Service
- Type: Horse drawn railway

History
- Opened: 1894
- Closed: 1952

Technical
- Track length: 2.57 km (1.60 mi)
- Track gauge: 600 mm (1 ft 11+5⁄8 in)

= Bärschwil gypsum railway =

Railway line in Solothurn, Switzerland

The Bärschwil gypsum railway (Gipsbahn Bärschwil) was a narrow gauge railway in the Swiss canton of Solothurn. It existed from 1894 to 1952, carrying gypsum from mines in the village of Bärschwil to that village's former railway station some distance away on the Jura railway line.

The mines have now been closed and filled in, but some of the line's route through the village can be identified. Between the village and the station, much of the line's right of way is now occupied by a geologically themed hiking trail, which also crosses the four span metal girder bridge that is the line's main surviving relic.

== History ==
From the 19th century, Bärschwil was a source of gypsum. Initially the gypsum was extracted on the surface, but subsequently using underground mines accessed via adits. Until 1910, the mine was situated at Gupf, and when that was exhausted a new mine was opened at Kirchacker.

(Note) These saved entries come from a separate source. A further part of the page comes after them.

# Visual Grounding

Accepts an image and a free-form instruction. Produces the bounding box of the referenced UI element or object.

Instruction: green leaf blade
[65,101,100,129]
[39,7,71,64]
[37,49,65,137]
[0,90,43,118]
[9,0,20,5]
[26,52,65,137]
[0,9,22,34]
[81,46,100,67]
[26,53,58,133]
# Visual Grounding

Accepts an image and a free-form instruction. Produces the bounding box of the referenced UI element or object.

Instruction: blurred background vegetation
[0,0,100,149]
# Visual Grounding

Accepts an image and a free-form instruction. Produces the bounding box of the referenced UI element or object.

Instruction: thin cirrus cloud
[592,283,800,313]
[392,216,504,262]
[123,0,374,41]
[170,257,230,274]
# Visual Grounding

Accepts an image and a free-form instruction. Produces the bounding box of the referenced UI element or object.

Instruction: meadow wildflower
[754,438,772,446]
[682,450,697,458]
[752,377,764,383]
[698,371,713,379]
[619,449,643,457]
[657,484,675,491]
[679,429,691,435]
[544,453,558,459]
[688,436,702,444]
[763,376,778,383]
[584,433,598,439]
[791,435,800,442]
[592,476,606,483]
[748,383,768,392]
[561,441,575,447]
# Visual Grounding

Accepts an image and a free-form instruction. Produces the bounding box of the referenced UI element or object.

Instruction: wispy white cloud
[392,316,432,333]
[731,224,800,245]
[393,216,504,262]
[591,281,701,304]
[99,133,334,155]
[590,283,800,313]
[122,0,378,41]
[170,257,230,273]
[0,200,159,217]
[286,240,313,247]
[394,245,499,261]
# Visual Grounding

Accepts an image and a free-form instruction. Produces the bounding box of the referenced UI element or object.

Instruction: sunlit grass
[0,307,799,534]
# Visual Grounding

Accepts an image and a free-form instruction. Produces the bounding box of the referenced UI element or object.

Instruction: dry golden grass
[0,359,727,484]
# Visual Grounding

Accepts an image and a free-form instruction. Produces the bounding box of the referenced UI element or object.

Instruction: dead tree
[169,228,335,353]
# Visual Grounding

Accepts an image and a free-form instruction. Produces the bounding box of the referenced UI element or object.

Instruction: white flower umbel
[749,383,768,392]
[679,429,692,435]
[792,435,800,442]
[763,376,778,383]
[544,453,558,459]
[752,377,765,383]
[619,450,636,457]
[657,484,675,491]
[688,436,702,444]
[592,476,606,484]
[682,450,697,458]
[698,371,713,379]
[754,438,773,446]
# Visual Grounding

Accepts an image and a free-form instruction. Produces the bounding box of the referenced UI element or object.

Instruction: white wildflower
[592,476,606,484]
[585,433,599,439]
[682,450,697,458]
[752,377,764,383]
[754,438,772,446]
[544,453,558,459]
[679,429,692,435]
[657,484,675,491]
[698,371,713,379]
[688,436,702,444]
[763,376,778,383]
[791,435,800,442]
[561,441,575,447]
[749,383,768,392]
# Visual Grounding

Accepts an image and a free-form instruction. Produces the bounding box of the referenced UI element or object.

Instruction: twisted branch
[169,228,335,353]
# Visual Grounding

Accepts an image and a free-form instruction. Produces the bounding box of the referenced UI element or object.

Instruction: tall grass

At first the gypsum was removed using horse and cart. In 1875, the Jura railway line was opened to the north of the village, and in 1894 the gypsum railway was constructed to link the mines to it. The line was 2.57 km long and of gauge. It had a continuous downhill gradient from the mines to the station, and loaded trains were run down this by gravity. Returning empty trains were hauled up the gradient by horses.

The line continued to operate in this manner until 1952, when it was replaced by road transport. The mines closed in 1957.